After the release of the Federal Reserve's 'Beige Book' on November 28, those hoping for confirmation that the economy is expanding may find that their expectations have been lowered. According to The Wall Street Journal, the bi-annual report stops short of predicting a gloomy future, but adopts a more measured approach to the concerns of manufacturing companies across the country.
The Beige Book has traditionally been seen as a barometer for industry trends, and while its findings are drawn from a network of business contacts in 12 federal regions, the release of the data is designed to give policy makers in government a feel for the economic health of the U.S. The report is normally produced in October of each year, but was held back due to the presidential election and the predicted arrival of Hurricane Sandy. For some companies, those two events could mirror the projected growth of the economy, which the report believes to be "disappointing."
U.S. manufacturers looking for confirmation that the national output was on the rise could find the report to be a troubling read, with the Fed offering the opinion that factory output was slowing down, or in some cases contracting altogether. Manufacturing has been enjoying a revival in recent months, although the potential fiscal cliff has been stated by economists as the reason why some companies are reluctant to move fully away from the principles of lean enterprise.

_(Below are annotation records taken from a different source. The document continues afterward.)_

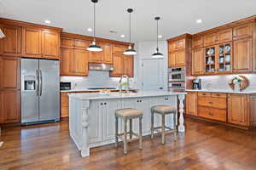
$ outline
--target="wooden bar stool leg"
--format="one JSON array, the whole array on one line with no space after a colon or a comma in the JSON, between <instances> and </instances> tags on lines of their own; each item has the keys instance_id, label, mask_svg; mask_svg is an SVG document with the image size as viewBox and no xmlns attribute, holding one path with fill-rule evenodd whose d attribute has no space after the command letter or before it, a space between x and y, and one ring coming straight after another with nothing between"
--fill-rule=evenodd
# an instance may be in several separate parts
<instances>
[{"instance_id":1,"label":"wooden bar stool leg","mask_svg":"<svg viewBox=\"0 0 256 170\"><path fill-rule=\"evenodd\" d=\"M140 116L139 117L139 128L140 128L140 130L139 130L139 138L140 138L140 146L139 146L139 148L140 148L140 150L142 150L143 149L143 116Z\"/></svg>"},{"instance_id":2,"label":"wooden bar stool leg","mask_svg":"<svg viewBox=\"0 0 256 170\"><path fill-rule=\"evenodd\" d=\"M154 139L154 111L151 110L151 139Z\"/></svg>"},{"instance_id":3,"label":"wooden bar stool leg","mask_svg":"<svg viewBox=\"0 0 256 170\"><path fill-rule=\"evenodd\" d=\"M127 153L127 120L125 119L124 154Z\"/></svg>"},{"instance_id":4,"label":"wooden bar stool leg","mask_svg":"<svg viewBox=\"0 0 256 170\"><path fill-rule=\"evenodd\" d=\"M119 118L115 117L115 147L118 147L119 145Z\"/></svg>"},{"instance_id":5,"label":"wooden bar stool leg","mask_svg":"<svg viewBox=\"0 0 256 170\"><path fill-rule=\"evenodd\" d=\"M130 139L132 139L132 119L130 119Z\"/></svg>"},{"instance_id":6,"label":"wooden bar stool leg","mask_svg":"<svg viewBox=\"0 0 256 170\"><path fill-rule=\"evenodd\" d=\"M165 144L166 116L162 115L162 144Z\"/></svg>"},{"instance_id":7,"label":"wooden bar stool leg","mask_svg":"<svg viewBox=\"0 0 256 170\"><path fill-rule=\"evenodd\" d=\"M177 141L177 128L176 128L176 116L177 114L173 114L173 130L174 130L174 140Z\"/></svg>"}]
</instances>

Companies looking for crumbs of comfort in the report will note that the Fed refers to the economy moving at a "measured pace." With global markets still apparently in a state of flux and the consumer demand for total quality management in manufacturing highlighted by a number of high-profile problems for overseas competitors, the U.S. economy has shown movement in the last six months.
"It is unclear how much of the weakness is uncertainty and how much is related to slower growth among our trading partners," commented Dana Saporta, an economist at Credit Suisse in New York. "It would almost be good news if the slowdown in the factory sector was all related to the fiscal cliff because activity would come rushing back if Washington can reach a budget deal."